Au cœur de ce succès : les travailleuses et travailleurs qui accueillent les visiteurs, prennent soin des terres, gardent les lieux propres et sécuritaires et en assurent la bonne gestion. Sans eux, rien de tout cela ne serait possible.
En coulisses, les fonctionnaires sont toutefois en proie à de fortes pressions et déjà à bout de souffle, face à une demande et à des attentes croissantes.
Plus de 15 % du personnel de Parcs Canada est saisonnier, étudiant ou temporaire. Malgré l’importance de leur rôle, ces personnes travaillent dans la précarité avec de brefs contrats et un roulement élevé. Au fil du temps, cette instabilité nuit au maintien de services forts, à la sécurité et à l’entretien à long terme des parcs.

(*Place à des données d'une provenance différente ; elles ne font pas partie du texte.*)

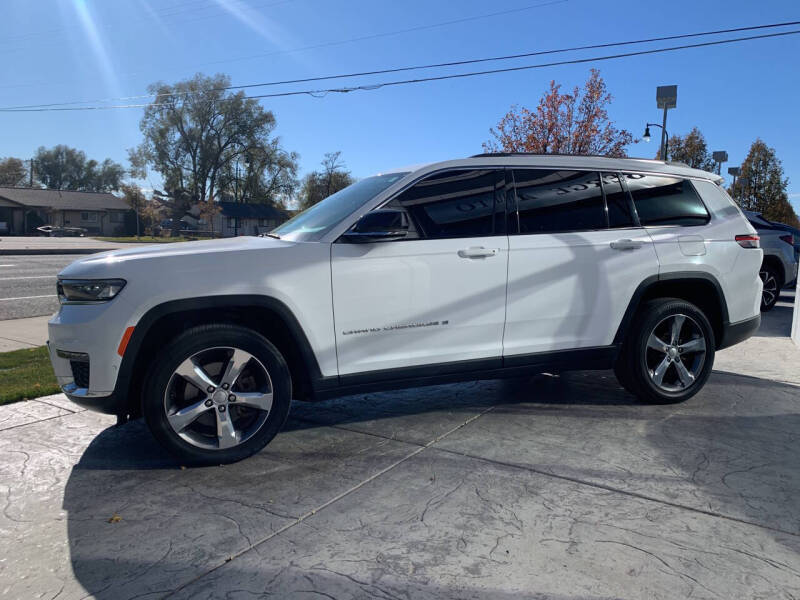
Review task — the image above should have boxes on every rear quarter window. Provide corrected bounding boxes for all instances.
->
[625,173,709,226]
[692,180,742,217]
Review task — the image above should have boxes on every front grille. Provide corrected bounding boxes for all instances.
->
[69,360,89,389]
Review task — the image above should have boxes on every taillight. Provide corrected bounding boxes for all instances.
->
[736,233,761,248]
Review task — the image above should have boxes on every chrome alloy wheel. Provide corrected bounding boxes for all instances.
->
[164,347,272,450]
[645,314,706,392]
[758,271,778,306]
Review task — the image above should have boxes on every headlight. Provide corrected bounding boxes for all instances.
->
[58,279,125,304]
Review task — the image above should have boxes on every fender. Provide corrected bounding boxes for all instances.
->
[614,271,730,346]
[114,294,323,399]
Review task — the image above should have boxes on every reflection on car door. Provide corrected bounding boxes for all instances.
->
[503,169,658,358]
[331,169,508,375]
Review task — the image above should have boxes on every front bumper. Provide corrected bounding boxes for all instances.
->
[47,340,124,415]
[47,298,130,414]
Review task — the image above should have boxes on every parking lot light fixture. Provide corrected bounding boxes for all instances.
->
[728,167,742,193]
[711,150,728,175]
[656,85,678,161]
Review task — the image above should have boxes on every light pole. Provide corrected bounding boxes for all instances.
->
[728,167,742,196]
[642,123,669,161]
[656,85,678,160]
[711,150,728,175]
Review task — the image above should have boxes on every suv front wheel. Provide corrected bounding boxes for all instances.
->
[614,298,714,404]
[142,324,292,465]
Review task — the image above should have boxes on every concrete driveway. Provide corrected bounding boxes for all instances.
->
[0,296,800,600]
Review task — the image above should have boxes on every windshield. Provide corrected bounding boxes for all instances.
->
[271,173,408,242]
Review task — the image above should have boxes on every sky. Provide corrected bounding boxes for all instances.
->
[0,0,800,212]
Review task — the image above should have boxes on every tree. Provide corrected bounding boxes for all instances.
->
[218,139,298,207]
[300,152,355,210]
[197,198,221,237]
[120,183,153,237]
[656,127,715,173]
[0,156,28,187]
[483,69,634,157]
[129,75,297,211]
[33,144,125,192]
[728,138,800,227]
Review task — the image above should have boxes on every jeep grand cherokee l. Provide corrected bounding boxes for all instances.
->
[49,154,762,464]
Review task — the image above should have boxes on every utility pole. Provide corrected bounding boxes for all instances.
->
[656,85,678,161]
[728,167,742,198]
[711,150,728,175]
[233,158,239,237]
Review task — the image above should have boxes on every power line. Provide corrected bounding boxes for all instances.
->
[0,21,800,110]
[0,29,800,112]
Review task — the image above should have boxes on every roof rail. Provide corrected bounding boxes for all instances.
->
[469,152,668,166]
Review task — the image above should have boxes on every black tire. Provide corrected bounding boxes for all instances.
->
[758,264,783,312]
[614,298,715,404]
[142,324,292,466]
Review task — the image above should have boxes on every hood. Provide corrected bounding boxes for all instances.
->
[59,236,295,278]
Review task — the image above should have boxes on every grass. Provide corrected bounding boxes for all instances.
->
[94,235,197,244]
[0,346,61,405]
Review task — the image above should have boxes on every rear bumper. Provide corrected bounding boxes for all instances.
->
[717,314,761,350]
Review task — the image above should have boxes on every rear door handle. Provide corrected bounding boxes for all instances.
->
[458,246,498,258]
[609,239,642,250]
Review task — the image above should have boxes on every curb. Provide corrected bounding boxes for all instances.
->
[0,248,119,256]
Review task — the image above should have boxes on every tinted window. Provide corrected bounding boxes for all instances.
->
[603,173,635,228]
[514,169,606,233]
[625,174,708,225]
[389,169,505,239]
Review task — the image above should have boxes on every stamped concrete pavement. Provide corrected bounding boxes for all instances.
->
[0,304,800,600]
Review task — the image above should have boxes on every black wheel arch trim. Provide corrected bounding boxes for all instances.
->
[113,294,323,413]
[614,271,730,345]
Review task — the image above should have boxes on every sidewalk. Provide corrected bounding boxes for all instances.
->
[0,236,127,256]
[0,315,50,352]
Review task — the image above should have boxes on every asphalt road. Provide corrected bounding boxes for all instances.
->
[0,255,80,321]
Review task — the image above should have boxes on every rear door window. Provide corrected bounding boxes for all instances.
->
[602,173,636,229]
[625,173,709,226]
[514,169,607,234]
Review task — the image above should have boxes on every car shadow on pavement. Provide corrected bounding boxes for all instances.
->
[63,372,800,600]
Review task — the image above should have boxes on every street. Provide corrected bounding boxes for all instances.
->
[0,294,800,600]
[0,255,73,321]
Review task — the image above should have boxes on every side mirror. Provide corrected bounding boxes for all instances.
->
[342,208,408,244]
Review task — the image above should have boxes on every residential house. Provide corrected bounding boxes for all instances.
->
[0,187,130,235]
[200,202,289,237]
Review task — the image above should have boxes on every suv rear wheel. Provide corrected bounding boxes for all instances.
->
[142,324,291,465]
[758,265,783,312]
[614,298,715,404]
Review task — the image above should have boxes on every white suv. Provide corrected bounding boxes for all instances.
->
[49,154,762,464]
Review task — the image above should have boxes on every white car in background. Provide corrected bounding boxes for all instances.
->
[49,154,763,464]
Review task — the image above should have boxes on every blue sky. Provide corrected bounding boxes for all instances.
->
[0,0,800,212]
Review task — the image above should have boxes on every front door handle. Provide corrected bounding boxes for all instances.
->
[458,246,498,258]
[609,239,642,250]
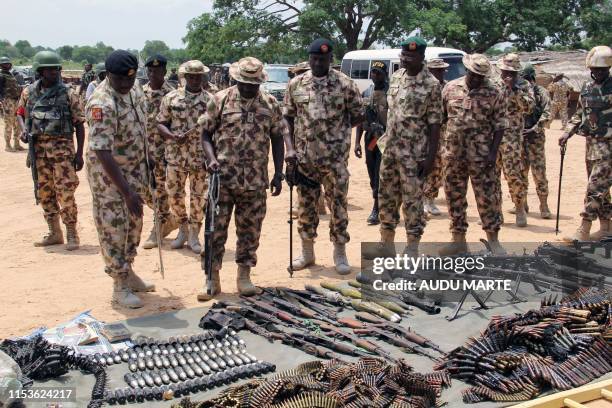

Pertes d’emploi, précarité et demande à la hausse
Alors que l’employeur compte déjà sur du personnel précaire pour offrir ce laissez-passer, les suppressions de postes annoncées plus tôt ce mois-ci (article en anglais seulement) soulèvent de sérieuses questions quant à la capacité des équipes à satisfaire à la demande pendant la haute saison. Encore une fois, on leur demande de faire plus avec moins.
Ces compressions font obstacle à la formation du personnel, au maintien en poste de personnes expérimentées et à la capacité d’offrir le niveau de service attendu. Elles mettent plus de pression sur les fonctionnaires, au moment même où on a besoin d’équipes solides sur le terrain pour gérer la hausse de l’achalandage, protéger les terres et intervenir en cas d’urgence.
Nos parcs sont un véritable trésor national, et le laissez-passer se veut un moyen de les célébrer. Nous demandons au gouvernement fédéral de se donner les moyens de ses ambitions en investissant dans des emplois stables et permanents, et en palliant le manque de personnel à Parcs Canada. Autrement dit : en cessant le recours excessif au travail précaire, en annulant les coupes destructrices et en investissant dans le personnel qui rend les parcs accessibles, sécuritaires et accueillants.